A Physiologically-Motivated Analysis of the Performance of Multichannel Linear Predictive Approaches to Dereverberation
Loading...
Date
Authors
Journal Title
Journal ISSN
Volume Title
Publisher
Abstract
In practical acoustic environments, reflections give rise to reverberation which makes
speech perception more challenging, especially for individuals with hearing impairment.
This creates a need for speech reproduction systems such as hearing aids to
include strategies for reducing the perceptual impacts of reverberation (i.e., dereverberation
algorithms). In this thesis, an evaluation of one of the most prevalent techniques,
namely delay-and-predict dereverberation (Triki and Slock, 2006), is provided.

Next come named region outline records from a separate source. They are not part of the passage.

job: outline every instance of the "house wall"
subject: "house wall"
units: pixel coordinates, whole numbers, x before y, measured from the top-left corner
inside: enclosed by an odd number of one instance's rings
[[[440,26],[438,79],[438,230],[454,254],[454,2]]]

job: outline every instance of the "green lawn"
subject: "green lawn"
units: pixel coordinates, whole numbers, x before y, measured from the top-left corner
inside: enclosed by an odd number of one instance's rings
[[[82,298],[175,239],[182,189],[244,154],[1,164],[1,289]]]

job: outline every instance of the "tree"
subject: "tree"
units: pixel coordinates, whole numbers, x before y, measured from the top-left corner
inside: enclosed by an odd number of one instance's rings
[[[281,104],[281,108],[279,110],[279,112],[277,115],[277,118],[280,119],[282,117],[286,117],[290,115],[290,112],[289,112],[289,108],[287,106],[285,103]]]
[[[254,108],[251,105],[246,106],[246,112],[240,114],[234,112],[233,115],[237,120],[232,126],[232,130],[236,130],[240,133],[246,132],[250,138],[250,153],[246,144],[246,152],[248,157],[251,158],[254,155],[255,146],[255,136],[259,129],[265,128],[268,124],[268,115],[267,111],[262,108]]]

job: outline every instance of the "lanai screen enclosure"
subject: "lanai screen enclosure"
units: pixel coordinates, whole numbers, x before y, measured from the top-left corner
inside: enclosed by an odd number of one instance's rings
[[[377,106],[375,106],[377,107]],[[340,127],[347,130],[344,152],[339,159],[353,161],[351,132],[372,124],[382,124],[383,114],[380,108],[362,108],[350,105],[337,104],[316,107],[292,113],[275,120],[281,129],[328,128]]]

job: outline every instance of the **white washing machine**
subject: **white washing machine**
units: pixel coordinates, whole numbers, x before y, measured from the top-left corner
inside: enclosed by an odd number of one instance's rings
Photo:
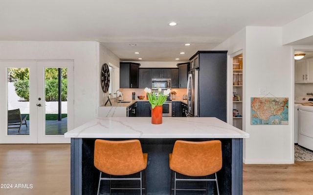
[[[310,97],[297,97],[294,100],[294,143],[298,144],[298,109],[301,103],[307,102]]]
[[[302,99],[313,102],[313,98],[303,97]],[[298,106],[298,145],[313,150],[313,106]]]

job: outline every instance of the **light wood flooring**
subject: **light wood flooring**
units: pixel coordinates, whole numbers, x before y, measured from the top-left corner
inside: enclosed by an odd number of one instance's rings
[[[69,144],[0,145],[1,187],[13,187],[0,195],[70,195],[70,152]],[[245,195],[313,195],[313,161],[244,165],[243,177]]]

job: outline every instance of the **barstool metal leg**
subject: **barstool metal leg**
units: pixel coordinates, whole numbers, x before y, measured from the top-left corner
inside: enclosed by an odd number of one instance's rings
[[[98,191],[97,192],[97,195],[99,195],[99,191],[100,190],[100,183],[101,181],[101,175],[102,174],[102,172],[100,171],[100,176],[99,177],[99,184],[98,184]]]
[[[174,172],[173,170],[171,170],[171,184],[170,187],[170,195],[172,195],[172,188],[173,188],[173,175]]]
[[[140,195],[142,195],[142,172],[140,171]]]
[[[110,179],[111,178],[112,178],[112,175],[110,175]],[[110,192],[109,193],[110,195],[111,195],[111,194],[112,193],[112,180],[110,180],[109,181],[109,182],[110,183]]]
[[[147,195],[147,179],[146,179],[146,170],[143,170],[143,179],[145,182],[145,195]]]
[[[176,195],[176,171],[174,171],[174,195]]]
[[[220,195],[220,191],[219,190],[219,184],[217,182],[217,174],[215,173],[215,181],[216,181],[216,188],[217,189],[217,194]]]

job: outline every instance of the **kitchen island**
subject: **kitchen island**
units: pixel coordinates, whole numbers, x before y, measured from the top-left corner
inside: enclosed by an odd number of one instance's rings
[[[162,124],[157,125],[151,121],[147,117],[97,118],[66,133],[65,136],[71,138],[71,194],[96,193],[99,174],[93,166],[96,139],[139,140],[143,152],[148,153],[147,188],[148,194],[153,195],[169,194],[168,154],[176,140],[221,140],[223,165],[218,172],[221,194],[242,194],[243,139],[248,134],[215,118],[163,117]]]

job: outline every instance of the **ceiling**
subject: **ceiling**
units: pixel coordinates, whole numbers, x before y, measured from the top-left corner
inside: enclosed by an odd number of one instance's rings
[[[281,26],[313,11],[312,0],[1,0],[0,41],[96,41],[121,61],[186,61],[245,26]]]

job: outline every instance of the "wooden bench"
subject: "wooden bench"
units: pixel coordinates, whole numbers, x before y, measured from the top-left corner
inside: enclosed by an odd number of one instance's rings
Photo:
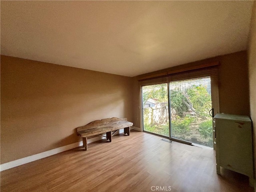
[[[119,129],[124,128],[124,133],[130,135],[130,127],[133,125],[133,123],[127,121],[126,118],[113,117],[93,121],[86,125],[78,127],[76,131],[83,138],[84,146],[86,150],[88,148],[87,138],[88,137],[106,133],[107,140],[109,140],[111,142],[112,135]],[[114,132],[112,133],[112,131]]]

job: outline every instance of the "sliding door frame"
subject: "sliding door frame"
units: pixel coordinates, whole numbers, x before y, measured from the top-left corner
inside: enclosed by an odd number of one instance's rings
[[[204,77],[207,77],[207,76]],[[213,78],[211,76],[210,76],[211,80],[211,100],[212,100],[212,107],[214,109],[214,112],[213,113],[213,116],[214,116],[217,113],[219,113],[220,108],[219,108],[219,91],[218,91],[218,79],[215,78]],[[192,79],[186,79],[184,80]],[[144,132],[147,133],[153,134],[158,136],[168,138],[170,140],[173,140],[174,141],[177,141],[182,143],[184,143],[187,144],[192,145],[192,144],[191,142],[188,142],[182,140],[176,139],[172,137],[172,129],[171,128],[172,120],[171,120],[171,100],[170,97],[170,82],[167,82],[167,90],[168,90],[168,116],[169,116],[169,137],[164,136],[163,135],[160,135],[156,133],[152,133],[149,132],[148,131],[145,131],[144,130],[144,106],[143,106],[143,96],[142,91],[142,87],[141,86],[140,89],[140,106],[141,110],[140,110],[140,119],[141,121],[141,127],[142,127],[142,132]],[[213,120],[213,118],[212,120],[212,137],[213,137],[213,149],[215,150],[216,146],[216,138],[215,138],[215,133],[214,129],[214,122]]]

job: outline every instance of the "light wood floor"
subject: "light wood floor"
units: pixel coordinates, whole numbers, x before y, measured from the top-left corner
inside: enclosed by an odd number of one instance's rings
[[[216,174],[213,150],[161,139],[132,131],[6,170],[1,191],[253,191],[246,176]]]

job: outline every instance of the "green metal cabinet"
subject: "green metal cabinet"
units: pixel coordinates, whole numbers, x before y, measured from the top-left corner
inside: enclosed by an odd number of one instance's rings
[[[214,117],[217,173],[220,168],[249,176],[253,186],[253,154],[252,121],[247,116],[226,114]]]

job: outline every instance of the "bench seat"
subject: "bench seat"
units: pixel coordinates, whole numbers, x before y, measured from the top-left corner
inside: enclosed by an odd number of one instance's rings
[[[93,121],[86,125],[77,128],[77,133],[83,138],[85,150],[88,149],[87,138],[104,133],[106,134],[107,139],[110,142],[112,139],[112,132],[124,128],[124,134],[130,135],[130,127],[133,123],[127,121],[126,118],[107,118]]]

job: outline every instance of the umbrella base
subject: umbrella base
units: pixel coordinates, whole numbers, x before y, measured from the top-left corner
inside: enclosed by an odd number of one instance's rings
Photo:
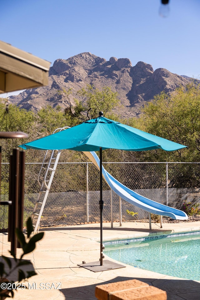
[[[123,266],[119,263],[110,261],[108,260],[103,261],[102,266],[100,265],[100,262],[99,261],[94,262],[88,262],[87,263],[80,264],[78,265],[93,272],[100,272],[101,271],[106,271],[109,270],[126,268],[125,266]]]

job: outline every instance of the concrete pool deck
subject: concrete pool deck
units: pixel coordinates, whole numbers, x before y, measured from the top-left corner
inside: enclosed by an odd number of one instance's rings
[[[110,223],[104,223],[103,241],[200,230],[199,222],[164,223],[162,228],[159,224],[152,223],[151,230],[148,223],[124,222],[122,225],[114,223],[111,228]],[[16,300],[95,300],[96,286],[134,279],[166,291],[168,300],[200,299],[200,281],[127,265],[125,268],[96,272],[79,267],[78,264],[83,261],[87,263],[99,260],[98,223],[42,228],[40,231],[44,232],[43,238],[33,252],[24,257],[31,260],[38,274],[25,283],[28,288],[18,288],[15,292]],[[2,255],[9,256],[10,246],[7,233],[0,233],[0,245]],[[17,256],[21,253],[18,249]],[[105,259],[113,260],[105,256]],[[12,279],[16,280],[15,276]]]

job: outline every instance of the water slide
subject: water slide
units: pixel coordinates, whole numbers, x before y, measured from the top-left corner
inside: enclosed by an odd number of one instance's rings
[[[100,160],[94,152],[83,152],[97,168],[100,169]],[[104,179],[115,193],[129,203],[142,209],[157,215],[169,217],[175,220],[186,220],[188,217],[184,212],[167,206],[142,196],[125,186],[114,178],[102,166],[102,175]]]

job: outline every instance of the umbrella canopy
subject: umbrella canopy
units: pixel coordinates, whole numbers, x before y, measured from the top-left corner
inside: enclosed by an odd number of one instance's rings
[[[20,147],[24,149],[68,149],[82,151],[100,150],[100,264],[103,265],[102,149],[112,148],[133,151],[163,149],[172,151],[186,146],[148,133],[102,116],[86,121],[67,130],[54,133]],[[95,263],[96,262],[95,262]],[[109,267],[110,268],[110,267]],[[113,267],[113,268],[115,268]]]
[[[100,116],[53,134],[21,145],[24,149],[98,151],[112,148],[132,151],[186,146]]]

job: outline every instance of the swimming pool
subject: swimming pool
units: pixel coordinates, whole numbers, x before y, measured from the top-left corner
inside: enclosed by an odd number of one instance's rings
[[[200,232],[104,243],[108,256],[145,270],[200,280]]]

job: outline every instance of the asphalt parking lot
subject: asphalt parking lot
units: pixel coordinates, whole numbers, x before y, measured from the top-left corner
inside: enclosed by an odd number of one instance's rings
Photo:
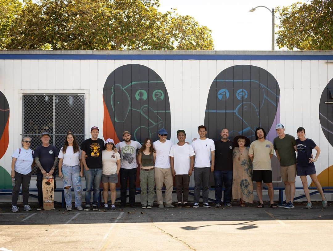
[[[333,246],[333,206],[10,212],[0,204],[0,250],[318,249]],[[20,208],[21,209],[22,207]],[[2,249],[1,249],[2,248]]]

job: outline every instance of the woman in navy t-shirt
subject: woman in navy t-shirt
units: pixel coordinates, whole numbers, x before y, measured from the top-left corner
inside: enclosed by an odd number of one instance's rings
[[[313,141],[305,138],[305,129],[303,127],[299,127],[297,129],[297,136],[298,138],[296,140],[297,148],[297,175],[300,177],[303,185],[303,189],[308,203],[305,208],[310,209],[312,208],[312,203],[310,200],[310,193],[308,188],[308,181],[306,176],[310,176],[314,184],[318,191],[321,195],[323,207],[327,207],[327,202],[324,196],[323,189],[318,181],[316,174],[316,168],[314,162],[317,161],[320,153],[320,149]],[[314,149],[317,151],[316,157],[312,158],[312,150]]]

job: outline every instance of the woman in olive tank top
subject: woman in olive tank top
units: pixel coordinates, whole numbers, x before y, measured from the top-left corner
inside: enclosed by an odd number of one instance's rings
[[[142,208],[151,208],[154,201],[155,192],[155,171],[154,164],[156,152],[153,146],[152,140],[147,138],[139,150],[139,161],[140,165],[140,194]],[[147,193],[147,186],[148,193]]]

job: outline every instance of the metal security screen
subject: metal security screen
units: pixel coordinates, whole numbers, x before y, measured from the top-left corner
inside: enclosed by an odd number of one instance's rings
[[[41,134],[51,135],[50,144],[58,150],[69,130],[75,135],[79,145],[84,139],[85,95],[83,94],[25,94],[22,95],[22,132],[31,137],[35,150],[42,142]],[[58,174],[58,168],[56,169]],[[36,168],[33,169],[36,174]]]

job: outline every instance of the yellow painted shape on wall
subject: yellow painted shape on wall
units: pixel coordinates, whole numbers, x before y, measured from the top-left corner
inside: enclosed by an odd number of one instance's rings
[[[326,168],[317,176],[322,187],[333,187],[333,166]],[[315,187],[311,182],[310,187]]]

Recent advancements in physiologically motivated predictors of speech intelligibility
(SI) are leveraged to explain the complex impacts of reverberation/dereverberation
on speech perception. In particular, the neurogram similarity index measure (NSIM)
and the spectro-temporal modulation index (STMI) are utilized in addition to the
well-known hearing aid speech perception index (HASPI) and short-time objective
intelligibility (STOI). The results suggest that delay-and-predict dereverberation is
relatively effective at reducing the earlier part of room impulse responses (RIRs),
which provides sufficient restoration of temporal fine structure (TFS) and envelope
(ENV) acoustic cues to reduce listening effort (LE) and compensate deficits in SI for
normal-hearing and hearing-impaired listeners. The algorithm is incapable of cancelling
the later part of RIRs, but by introducing a small amount of autocorrelation
regularization to the algorithm, its impact on this late reverberation is shown to greatly improve. In practice however, delay-and-predict performance is shown to be
limited by the number of microphones available, the need for large amounts of signal
data, the presence of interfering acoustic signals, and potentially by time-varying
acoustics. The evaluation also demonstrates that the NSIM and STMI provide a more
complete picture of the perceptual impacts of reverberation than HASPI or STOI.
However, the NSIM is found to be highly sensitive to phase distortions which may or
may not reflect a realistic impact on speech perception, thus potentially limiting its
usefulness in the evaluation of complex signal processing algorithms.